Creatures of the Deep Deep



The BBC has a great interactive graphic (including videos) featuring research to discover life at the high pressure environments of the deep sea trenches.


21.1.10

Brands and Junks

This video is amazing, but I'm very unimpressed with gay Mr. Clean working at the zoo. What's the point?? Every character get's either bad-ass or completely expected and predictable and no ethnic, religious, political, or otherwise group is made fun of. What gives?? Aside from this major annoyance it's still pretty amazing. It comes ironically from a fancy french fashion/style website. What's that all about?

La vie des marques from Materialiste Paris on Vimeo.



Another great video is for some kind of "energy food". I'm not even interested in finding out about it, but the advert is itself worth it.




Big News for the Little Guys?

I'm not quite sure I understand how GlaxoSmithKline came to this decision. It does seem commendable, but I'm not quite sure about that, either.

GSK has in their R&D vaults some 13,500 compounds which have some kind of effect on the parasite the causes malaria. Basically what that means is they've used high-throughput biochemistry and developed an assay to test hundreds of thousands of compounds for their ability to cause some kind of change in the parasite. The rub is, in those circumstances, it's not even clear what each compound is. That's what all the R&D that comes afterward is for. There are many open questions that need to be addressed before a drug can be put out. What exactly is the compound? what does it do physiologically? What will it do to humans? etc. etc.

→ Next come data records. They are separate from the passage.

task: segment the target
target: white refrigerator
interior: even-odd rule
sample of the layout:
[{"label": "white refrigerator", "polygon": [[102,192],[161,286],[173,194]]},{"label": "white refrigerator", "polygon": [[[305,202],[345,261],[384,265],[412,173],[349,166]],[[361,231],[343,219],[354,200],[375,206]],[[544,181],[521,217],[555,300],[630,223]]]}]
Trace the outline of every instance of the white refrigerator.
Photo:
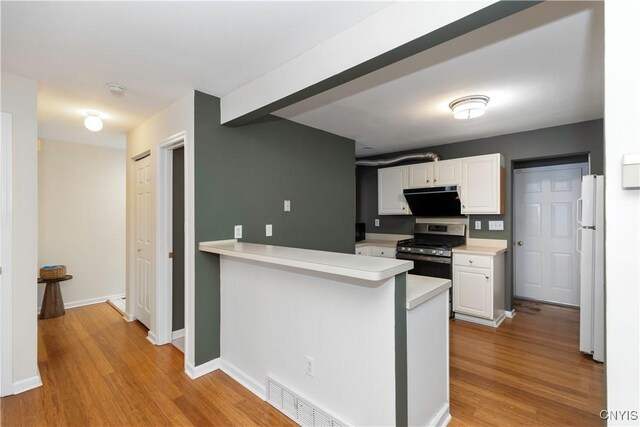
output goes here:
[{"label": "white refrigerator", "polygon": [[604,362],[604,177],[582,177],[578,200],[580,351]]}]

Well now GSK is releasing the list of those 13,500 compounds publicly, which sounds like a payload for academic (and public) scientists and is basically unheard of for profit-driven private companies, giant pharma included. It is amazing to have access to that information, but I wonder what is the real value of it. It's the first step in a long process to develop drugs. Academia is certainly not know for drug development, that fits squarely into GSKs hands, no? so what should academia do with all that information? And why would GSK give it out? In related news, they also announced guarantees to make drugs against malaria and HIV more affordable the world over.

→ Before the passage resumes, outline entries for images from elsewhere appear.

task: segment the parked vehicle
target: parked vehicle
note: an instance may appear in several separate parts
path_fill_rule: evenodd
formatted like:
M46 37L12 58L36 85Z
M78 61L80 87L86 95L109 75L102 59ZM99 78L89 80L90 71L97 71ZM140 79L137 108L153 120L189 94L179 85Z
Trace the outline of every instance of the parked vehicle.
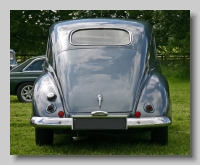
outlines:
M34 85L30 124L37 145L54 134L151 132L168 143L169 86L148 22L82 19L49 29L44 74ZM79 136L78 136L79 135Z
M17 95L20 102L31 102L33 84L43 73L45 56L26 60L10 71L10 95Z
M10 70L18 65L16 59L16 53L13 49L10 49Z

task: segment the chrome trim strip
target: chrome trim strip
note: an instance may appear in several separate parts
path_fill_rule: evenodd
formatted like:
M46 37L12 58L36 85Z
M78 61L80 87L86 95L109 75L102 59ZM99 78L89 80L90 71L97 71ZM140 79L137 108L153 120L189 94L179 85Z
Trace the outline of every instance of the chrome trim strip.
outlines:
M82 44L82 45L79 45L79 44L73 44L72 43L72 35L76 32L76 31L79 31L79 30L90 30L90 29L115 29L115 30L124 30L126 32L128 32L129 34L129 43L126 44L126 45L130 45L131 42L132 42L132 32L126 28L116 28L116 27L87 27L87 28L78 28L78 29L74 29L70 32L69 34L69 42L71 45L73 46L126 46L126 45L85 45L85 44Z
M73 118L32 117L30 124L40 128L71 128ZM147 128L169 126L168 117L127 118L127 128Z
M99 106L101 106L101 105L99 105ZM93 111L93 112L91 112L91 115L92 116L107 116L108 112L106 112L106 111Z
M42 58L38 57L38 58L34 59L33 61L31 61L31 62L22 70L22 72L30 72L30 71L26 71L26 69L27 69L32 63L34 63L35 61L39 61L39 60L45 60L45 57L42 57ZM32 72L35 72L35 71L32 71ZM42 72L42 70L41 70L41 72Z

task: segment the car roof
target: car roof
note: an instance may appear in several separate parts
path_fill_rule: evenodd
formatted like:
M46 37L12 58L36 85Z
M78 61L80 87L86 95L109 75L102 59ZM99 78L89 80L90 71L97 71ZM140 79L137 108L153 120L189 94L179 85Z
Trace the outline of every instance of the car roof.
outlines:
M54 23L50 30L52 30L55 27L61 27L64 25L73 25L73 28L80 28L84 25L88 26L97 26L97 25L123 25L124 27L128 27L130 25L134 26L144 26L147 28L151 28L151 25L148 21L143 20L136 20L136 19L117 19L117 18L92 18L92 19L75 19L75 20L64 20L64 21L58 21Z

Marshall Nirenberg, dead at 82

There is an excellent obituary in the New York Times on Marshall Nirenberg, one of the scientists who cracked the genetic code.




In short the genetic code is that DNA is transcribed into mRNA (m=messenger) and is read in codons, which are little chunks of three nucleotides long by complimentary anti-codons on tRNA (t=transfer) which are attached to amino acids. There are 64 codons which always correspond to the same amino acid, the building blocks of proteins. The obituary has a nice little summary of the experiment (or check out the wiki link above).

I remember being just awed and completely inspired by the experimental beauty of this when I was an undergrad. I still don't understand how people could not find that stuff fascinating.